By the end of the holidays, millions of Americans will be staring at their new computers and wondering: "What do I do now?"
If you're one of these folks, you have a couple of choices.
You can roll up your sleeves, pull out the manuals and start to work mastering Microsoft Office, or start punching a year's worth of checks and credit card receipts into that brand-new copy of Quicken. That'll bring you down from that holiday high quicker than you can say "income tax time."
Or, you can look around for something really interesting to do with that fancy new machine. Naturally, I have a few suggestions.
These items have nothing in common, other than they are interesting, entertaining and/or original, and will help put off the day when you have to learn how to use that spreadsheet software.
Straight out of left field is Computer Athlete. It's a $129.95 gadget that takes the boredom out of the daily exercise routine by making it part of a huff 'n puff interactive computer game.
Now, how to explain this . . . You take a bunch of plastic pieces, cables, sensors, connectors, push-buttons and other stuff out of the box. When you fit them altogether, which looks hard but isn't, they turn into an electronic eye that you can attach to a exercise bike, treadmill, rowing machine, stair stepper or ski machine. A cord connects the gizmo to the joystick port of your computer.

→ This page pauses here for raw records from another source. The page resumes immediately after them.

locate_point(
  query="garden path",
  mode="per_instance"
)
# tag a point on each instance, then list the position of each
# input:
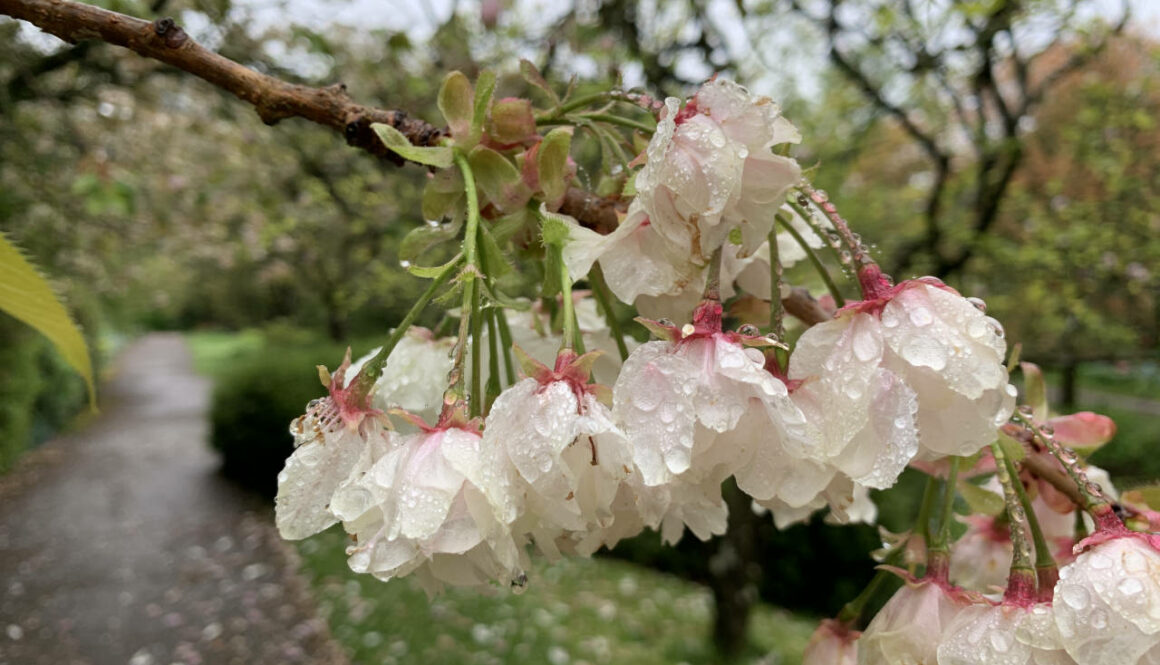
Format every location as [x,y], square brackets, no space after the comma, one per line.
[121,544]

When you get everything positioned just right and run the ExerCitement software, you'll find yourself in the middle of a race your computer screen.
There's a choice of competition: You can match the race to the exercise machine (a running race for a treadmill) or do something else entirely, such as rowing on screen while you run in reality. Either way, the photocell figures out how fast your body parts are moving and adjusts the speed of your character to your actual speed.
The race is on
Push-buttons mounted on the exercise equipment allow you to turn left and right (on the screen, at least), and you'll win or lose all kinds of points for passing other characters, bumping them off, or getting bumped off yourself.
You can set the speed level from normal to insane, depending on mood and physical condition. The program will also act as a timer for your exercise session.
Computer Athlete isn't cheap (it's less expensive to rent a Bruce Lee video to watch while you exercise), but it is fun. And if you've just laid out a couple of grand for a computer and another thou for that fancy exercise machine, what's another hundred or so?
You also need a certain amount of commitment, including a willingness to keep exercise equipment near your computer.
Of course, if you don't have enough room in your little second-floor office to keep the treadmill near the computer all the time, you can get real exercise by lugging it up the stairs from the basement every day.
Computer Athlete requires an IBM-compatible computer with 512K of memory and an EGA or VGA monitor. For information, contact Computer Athlete Inc., 5193 Brentwood Place, Dublin, Ohio 43017.
For conspiracy buffs
If you're a conspiracy buff whose appetite was whetted by the hoopla over the 30th anniversary of John F. Kennedy's assassination, buy a multimedia kit -- if you don't already have one -- and check out a new CD-ROM title called J.F.K. Assassination: A Visual Investigation.
This package shows off the hardware and software revolutions that have helped PC's break new ground in the way we store, retrieve and manipulate information.
There's plenty of written information here: the full Warren Commission report and the full text of Jim Marrs' "Crossfire" and "The Assassination of John F. Kennedy: A Complete Book of Facts," longtime staples of conspiracy theorists -- all laid out with hypertext cross-references.
What makes this title so chilling and fascinating is a hypermedia blend of photos, sound, video and animation that eerily brings those days back to life. There are digitized videos of four of the seven films taken during the assassination -- including the famous Zapruder film that shows the instant of impact of the fatal bullet and has stirred debate for three decades.
A 20-minute, narrated overview that includes photos, maps and diagrams of Dealey Plaza in Dallas takes you through the assassination, the arrest of Lee Harvey Oswald, and Oswald's ++ murder by nightclub owner Jack Ruby. Using high-powered workstations, the authors also developed animated re-creations of the attack, using various scenarios and theories to track the paths of the bullets that were fired.
Although the text is slanted toward conspiracy theories,
ultimately you have the evidence and can sort it out for yourself. It's an outstanding first effort from a new company that promises more unusual titles. For information contact Medio Multimedia, 2703 152nd Ave., Redmond, Wash. 98052.